Resting metabolic rate (RMR) and total daily energy expenditure (TDEE) decrease with aging, but it is not known whether frailty modulates this association. Authors hypothesize that RMR and TDEE values are similar between younger and older nonfrail adults, whereas they are lower in older prefrail and frail compared with younger adults. This study shows that frailty status modulates the energy requirements of aging. Frail and prefrail older adults present lower eRMR than nonfrail adults.

The impact of sleep on age-related sarcopenia: Possible connections and clinical implications

R.D. Piovezan, J. Abucham, R.V. Dos Santos, et al.

Ageing Res Rev. 2015 ;23(Pt B):210-20

Reductions in duration and quality of sleep and increases in prevalence of circadian rhythm and sleep disorders with age favor proteolysis, modify body composition and increase the risk of insulin resistance, all of which have been associated with sarcopenia. Therapeutic approaches targeting sleep disturbances to normalize circadian rhythms and sleep homeostasis may represent a novel strategy to preserve or recover muscle health in older adults.

Prevalence and risk factors of sarcopenia among adults living in nursing homes

H. E. Senior, T. R. Henwood, E. M. Beller, et al.

Maturitas 2015; 82: 418–423

Sarcopenia is a progressive loss of skeletal muscle and muscle function, with significant health and disability consequences for older adults. This study was aimed to evaluate the prevalence and risk factors of sarcopenia among older residential aged care adults using the European Working Group on Sarcopenia in Older People (EWGSOP) criteria.

Effects of a vitamin D and leucine-enriched whey protein nutritional supplement on measures of sarcopenia in older adults, the PROVIDE study: a randomized, double-blind, placebo-controlled trial

J.M. Bauer, S. Verlaan, I. Bautmans, et al.
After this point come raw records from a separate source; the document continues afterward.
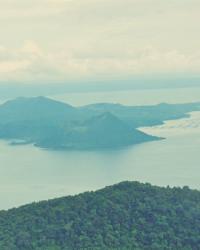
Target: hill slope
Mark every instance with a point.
(128, 215)
(51, 124)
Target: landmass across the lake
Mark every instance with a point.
(51, 124)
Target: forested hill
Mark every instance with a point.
(128, 215)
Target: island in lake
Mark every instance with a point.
(51, 124)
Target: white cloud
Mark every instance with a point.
(64, 39)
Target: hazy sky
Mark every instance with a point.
(60, 40)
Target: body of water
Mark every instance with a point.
(30, 174)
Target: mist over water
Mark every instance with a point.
(30, 174)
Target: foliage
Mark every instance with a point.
(128, 215)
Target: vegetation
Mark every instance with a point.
(128, 215)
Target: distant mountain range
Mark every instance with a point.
(129, 215)
(51, 124)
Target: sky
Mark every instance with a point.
(52, 41)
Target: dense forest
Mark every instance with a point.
(129, 215)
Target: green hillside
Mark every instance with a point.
(128, 215)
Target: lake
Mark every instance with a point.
(30, 174)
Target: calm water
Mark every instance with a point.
(29, 174)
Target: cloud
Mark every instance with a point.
(56, 40)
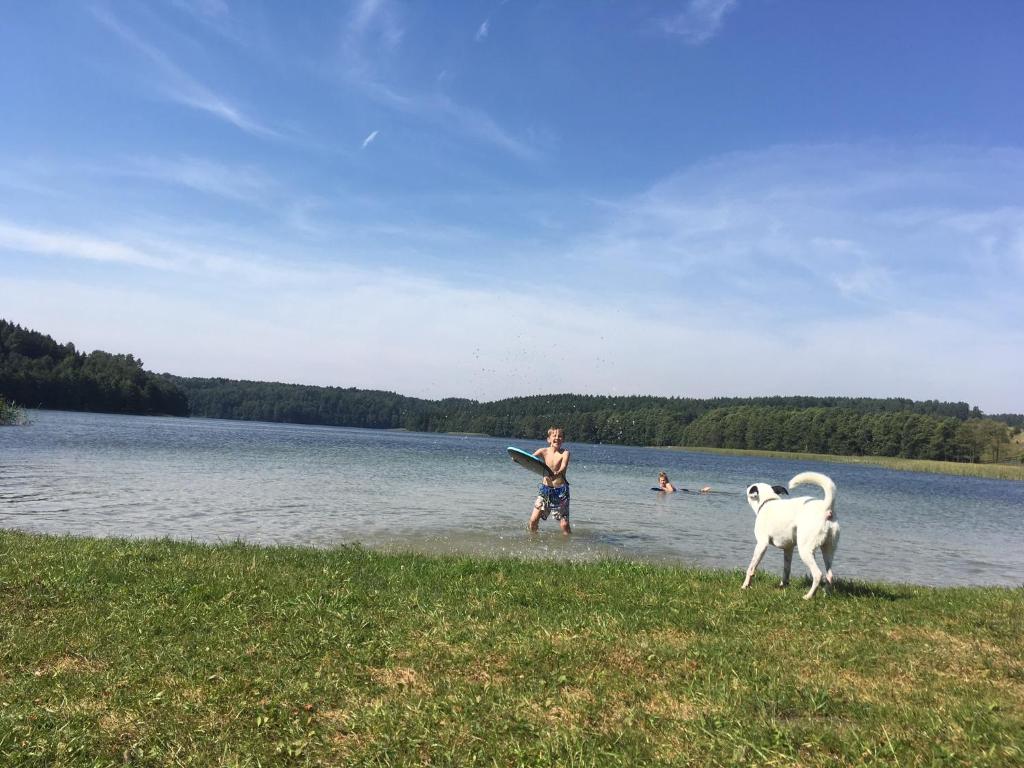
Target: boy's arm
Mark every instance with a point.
(561, 464)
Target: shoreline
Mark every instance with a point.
(988, 471)
(162, 652)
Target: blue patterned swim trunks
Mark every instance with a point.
(553, 500)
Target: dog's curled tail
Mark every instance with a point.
(822, 481)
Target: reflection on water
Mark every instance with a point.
(279, 483)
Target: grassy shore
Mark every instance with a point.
(994, 471)
(164, 653)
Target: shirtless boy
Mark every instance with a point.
(553, 495)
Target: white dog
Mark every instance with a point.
(805, 522)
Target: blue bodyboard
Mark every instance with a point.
(528, 461)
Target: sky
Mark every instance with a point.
(487, 199)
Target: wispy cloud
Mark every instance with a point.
(75, 246)
(204, 8)
(182, 88)
(243, 183)
(371, 38)
(699, 20)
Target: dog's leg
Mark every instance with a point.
(786, 564)
(827, 551)
(759, 552)
(807, 555)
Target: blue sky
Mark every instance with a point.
(489, 199)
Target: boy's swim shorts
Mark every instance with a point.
(553, 500)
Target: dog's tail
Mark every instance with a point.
(822, 481)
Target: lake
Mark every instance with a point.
(212, 480)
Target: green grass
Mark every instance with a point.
(994, 471)
(161, 653)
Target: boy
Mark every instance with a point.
(553, 495)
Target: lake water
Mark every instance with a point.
(213, 480)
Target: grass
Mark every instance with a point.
(993, 471)
(161, 653)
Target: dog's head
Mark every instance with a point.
(760, 493)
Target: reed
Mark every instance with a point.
(161, 653)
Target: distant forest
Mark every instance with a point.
(37, 372)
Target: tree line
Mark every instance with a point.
(37, 372)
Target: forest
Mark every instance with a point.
(37, 372)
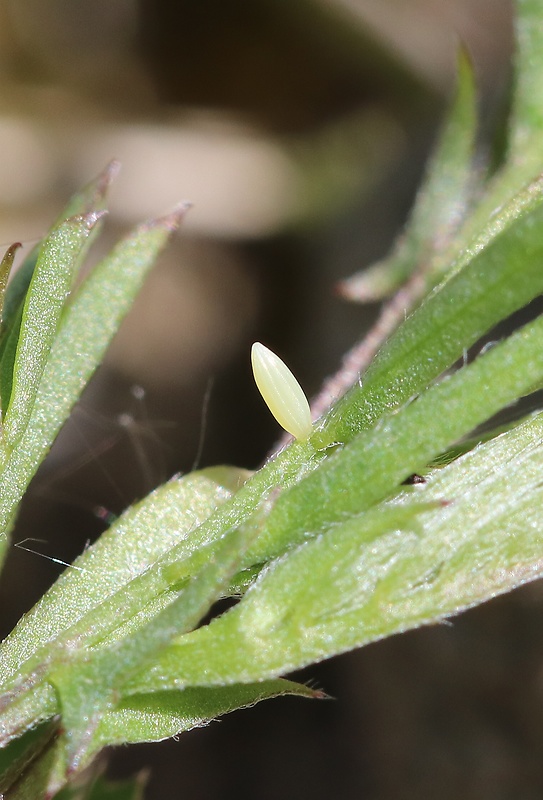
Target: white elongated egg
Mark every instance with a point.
(283, 394)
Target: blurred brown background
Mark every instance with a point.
(299, 131)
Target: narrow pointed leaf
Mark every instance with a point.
(440, 206)
(162, 714)
(348, 587)
(47, 293)
(86, 328)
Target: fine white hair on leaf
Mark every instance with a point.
(283, 394)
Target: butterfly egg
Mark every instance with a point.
(281, 391)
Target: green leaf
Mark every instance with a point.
(501, 278)
(440, 206)
(87, 326)
(526, 149)
(160, 715)
(87, 200)
(50, 285)
(88, 683)
(90, 600)
(17, 757)
(377, 461)
(472, 532)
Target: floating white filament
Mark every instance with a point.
(281, 391)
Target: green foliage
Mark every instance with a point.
(324, 547)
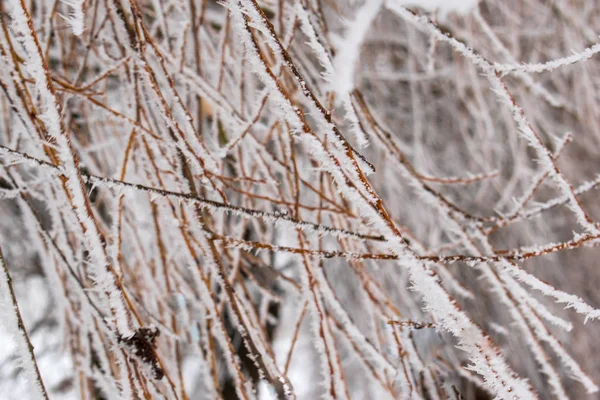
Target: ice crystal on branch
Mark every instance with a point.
(298, 199)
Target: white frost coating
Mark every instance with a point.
(76, 18)
(348, 48)
(346, 58)
(571, 301)
(505, 97)
(10, 323)
(108, 292)
(442, 6)
(549, 65)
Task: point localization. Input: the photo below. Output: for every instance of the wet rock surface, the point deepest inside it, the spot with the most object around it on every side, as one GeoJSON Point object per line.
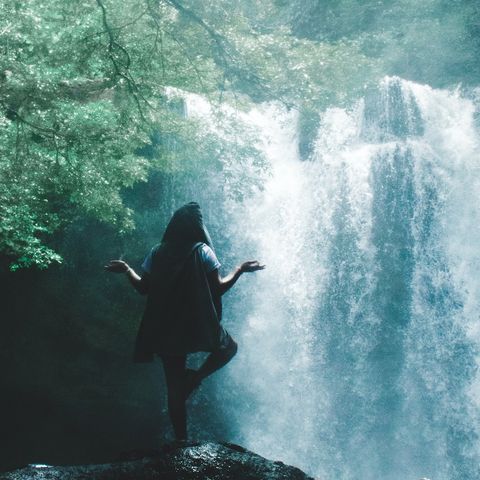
{"type": "Point", "coordinates": [190, 461]}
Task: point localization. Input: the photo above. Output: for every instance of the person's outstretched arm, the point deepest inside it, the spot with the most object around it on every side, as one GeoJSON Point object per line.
{"type": "Point", "coordinates": [224, 284]}
{"type": "Point", "coordinates": [139, 283]}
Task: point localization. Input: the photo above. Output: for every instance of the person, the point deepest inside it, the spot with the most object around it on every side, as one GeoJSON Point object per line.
{"type": "Point", "coordinates": [183, 310]}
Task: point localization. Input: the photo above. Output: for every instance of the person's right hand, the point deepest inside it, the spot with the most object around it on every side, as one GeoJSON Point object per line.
{"type": "Point", "coordinates": [117, 266]}
{"type": "Point", "coordinates": [251, 266]}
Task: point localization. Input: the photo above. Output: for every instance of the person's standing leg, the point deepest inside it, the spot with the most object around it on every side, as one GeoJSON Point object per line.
{"type": "Point", "coordinates": [174, 367]}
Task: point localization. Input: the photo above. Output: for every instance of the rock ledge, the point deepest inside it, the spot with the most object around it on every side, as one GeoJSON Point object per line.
{"type": "Point", "coordinates": [189, 461]}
J Am Med Dir Assoc.2015;16:740-747

This study was a multicenter, randomized, controlled, double-blind, 2 parallel-group trial among 380 sarcopenic primarily independent-living older adults. The aim of the study was to test the hypothesis that a specific oral nutritional supplement can result in improvements in measures of sarcopenia. Improvements in muscle mass and lower-extremity function were observed, suggesting that nutritional supplementation alone might benefit geriatric patients.

Nutritional, Physical, Cognitive and Combination Interventions and Frailty Reversal Among Older Adults: A Randomized Controlled Trial

T. P. Ng, L. Feng, M.S. Nyunt, et al.

Am J Med.2015;128:1225-1236.e1

This study aimed to assess the reversibility of frailty in 246 community-living prefrail and frail older people in Singapore (mean age: 70 years). Participants were randomly assigned to 5 different 6-month interventions: nutritional supplementation, physical training, cognitive training, combination treatment and usual care control. Frailty score, body mass index, knee extension strength, gait speed, energy/vitality, physical activity levels and secondary outcomes (activities of daily living dependency, hospitalization and falls) were assessed at 0, 3, 6 and 12 months.